Barışmazsan gel bugün ölmeden evvel gel hesabımızı burada vereceğim.
Gel pir divanına varalım. Ne hakkı salihin varsa vereyim dese. Ol da
dese ki: Ben ne giderim ve ne barışırım, var işine git, dese üç kere
dışarı çıkıp içeri girip böyle takrir eyleye. Eğer ol barışmazsa ol
adam, piri, yolu inkâr etmiş olur. Gelip tarikten geçip yoluna gitmek
erkândır.
Bir talibin başından börüki düşse bir tavuk boğazlayıp kaldıra. Eğer
pirin kisveti düşse bir koyun kurban ede. Eğer rehberin düşerse bir
keçi kurban ede.
Bir talibin kızı kaçsa doksan dokuz kuruş ve bir koç kurban edeler.
Amma lâkin bir maslahatta rehberin on ikide ikini vereler. Onikide iki
kuruş rehberin hakkıdır.

Bir talip mürebbisinden ve musahibinden malını men eylese münafıktır.
Hayırları kabul olmaz. Bir talip beş vakit namaz kılsa, mürebbisi ve
musahibi razı olmasa cennetten mahrumdur.
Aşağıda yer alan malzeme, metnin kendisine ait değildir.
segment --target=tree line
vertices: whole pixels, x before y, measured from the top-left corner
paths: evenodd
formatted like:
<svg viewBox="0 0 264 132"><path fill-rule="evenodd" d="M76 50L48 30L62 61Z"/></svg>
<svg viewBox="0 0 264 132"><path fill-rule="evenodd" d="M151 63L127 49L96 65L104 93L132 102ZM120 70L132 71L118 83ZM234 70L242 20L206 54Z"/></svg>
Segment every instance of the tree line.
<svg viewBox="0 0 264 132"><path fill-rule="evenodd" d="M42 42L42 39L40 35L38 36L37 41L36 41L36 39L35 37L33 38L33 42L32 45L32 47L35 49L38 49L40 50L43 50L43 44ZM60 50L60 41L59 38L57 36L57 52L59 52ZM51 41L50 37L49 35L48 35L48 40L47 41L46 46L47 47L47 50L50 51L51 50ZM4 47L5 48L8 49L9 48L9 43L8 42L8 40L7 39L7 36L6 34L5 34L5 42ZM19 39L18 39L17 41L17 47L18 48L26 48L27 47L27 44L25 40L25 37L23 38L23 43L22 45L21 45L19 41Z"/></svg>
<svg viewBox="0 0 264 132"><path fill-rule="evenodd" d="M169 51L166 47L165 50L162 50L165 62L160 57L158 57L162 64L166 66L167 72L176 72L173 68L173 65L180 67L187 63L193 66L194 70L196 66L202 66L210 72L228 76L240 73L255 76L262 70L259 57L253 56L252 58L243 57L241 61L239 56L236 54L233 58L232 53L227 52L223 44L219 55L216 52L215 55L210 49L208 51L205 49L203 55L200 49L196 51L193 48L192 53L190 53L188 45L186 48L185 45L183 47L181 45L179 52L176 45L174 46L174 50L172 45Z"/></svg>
Bir gün ve bir saat mürebbisi
razı olsa Hak Taalâ otuz yıllık günahın affeder.
1- Kendi rızasiyle gelen bir tarik çalınır.
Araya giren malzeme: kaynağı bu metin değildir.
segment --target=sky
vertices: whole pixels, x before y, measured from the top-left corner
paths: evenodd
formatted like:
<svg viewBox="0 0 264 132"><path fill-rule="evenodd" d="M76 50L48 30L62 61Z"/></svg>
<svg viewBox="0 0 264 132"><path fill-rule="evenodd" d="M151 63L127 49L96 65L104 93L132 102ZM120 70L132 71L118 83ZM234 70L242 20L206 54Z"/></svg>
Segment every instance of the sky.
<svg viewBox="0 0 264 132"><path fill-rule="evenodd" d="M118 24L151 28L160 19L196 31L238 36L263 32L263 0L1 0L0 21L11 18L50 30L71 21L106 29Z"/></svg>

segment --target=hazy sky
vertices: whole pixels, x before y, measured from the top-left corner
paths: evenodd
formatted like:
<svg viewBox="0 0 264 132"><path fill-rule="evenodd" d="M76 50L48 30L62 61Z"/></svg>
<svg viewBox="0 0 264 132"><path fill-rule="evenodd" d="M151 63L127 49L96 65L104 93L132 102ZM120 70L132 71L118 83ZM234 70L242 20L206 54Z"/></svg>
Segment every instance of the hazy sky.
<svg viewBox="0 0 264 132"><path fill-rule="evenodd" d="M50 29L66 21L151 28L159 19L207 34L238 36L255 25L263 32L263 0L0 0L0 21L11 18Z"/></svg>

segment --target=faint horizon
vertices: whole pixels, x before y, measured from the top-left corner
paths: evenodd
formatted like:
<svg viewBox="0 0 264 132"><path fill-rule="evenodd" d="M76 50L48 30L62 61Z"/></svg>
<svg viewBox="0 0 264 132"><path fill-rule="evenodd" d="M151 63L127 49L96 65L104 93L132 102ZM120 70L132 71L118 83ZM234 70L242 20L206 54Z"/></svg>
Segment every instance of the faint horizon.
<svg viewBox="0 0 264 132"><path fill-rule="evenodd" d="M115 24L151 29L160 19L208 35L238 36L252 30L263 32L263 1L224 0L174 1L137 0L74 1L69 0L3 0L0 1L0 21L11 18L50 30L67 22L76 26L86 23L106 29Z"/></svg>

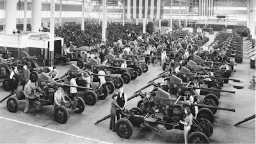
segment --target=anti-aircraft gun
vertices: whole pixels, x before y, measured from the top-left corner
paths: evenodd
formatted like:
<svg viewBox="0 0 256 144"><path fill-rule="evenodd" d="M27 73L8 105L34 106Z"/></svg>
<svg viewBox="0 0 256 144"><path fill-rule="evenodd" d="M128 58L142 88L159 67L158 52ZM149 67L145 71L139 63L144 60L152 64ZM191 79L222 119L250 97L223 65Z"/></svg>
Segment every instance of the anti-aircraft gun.
<svg viewBox="0 0 256 144"><path fill-rule="evenodd" d="M57 81L51 81L51 77L45 73L42 73L40 79L45 80L46 78L48 78L49 81L42 81L36 88L33 88L32 94L28 97L30 106L33 106L36 109L40 109L44 106L53 105L54 93L57 91L58 87L62 87L61 93L66 102L63 102L61 106L54 108L55 120L60 124L66 123L68 119L68 111L67 109L72 109L76 113L82 113L84 111L85 108L84 100L79 97L76 97L74 100L70 99L64 88L65 87L71 86L84 90L92 90L92 88L72 86ZM22 90L16 91L5 97L0 102L7 99L6 106L8 111L12 113L16 113L20 107L19 100L24 100L25 95Z"/></svg>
2- Kendi iradetiyle gelene 3 tarik çalınır.
3- Gözcü ile gelene 5 tarik çalınır.
4- Sohbetten kalana 12 tarik çalınır.
5- Sohbeti ceme düşene 40 tarik çalınır.
6- Zalim eli ve zalim dili değene ve mali ve siyreti bozulana 70 tarik çalınır.
7- Mürşit ve mürebbi kaybedip sır açana 99 tarik çalınır.
Amma şeriat abdesti su ile olur. Tarikat abdesti pir elinden biat
etmektir.
Maarifet abdesti nefsini bilip rabbisini tanımaktır. Hakikat
abdesti, öz kendi ayıplarını görüp sairlerin ayıbını örtmektir.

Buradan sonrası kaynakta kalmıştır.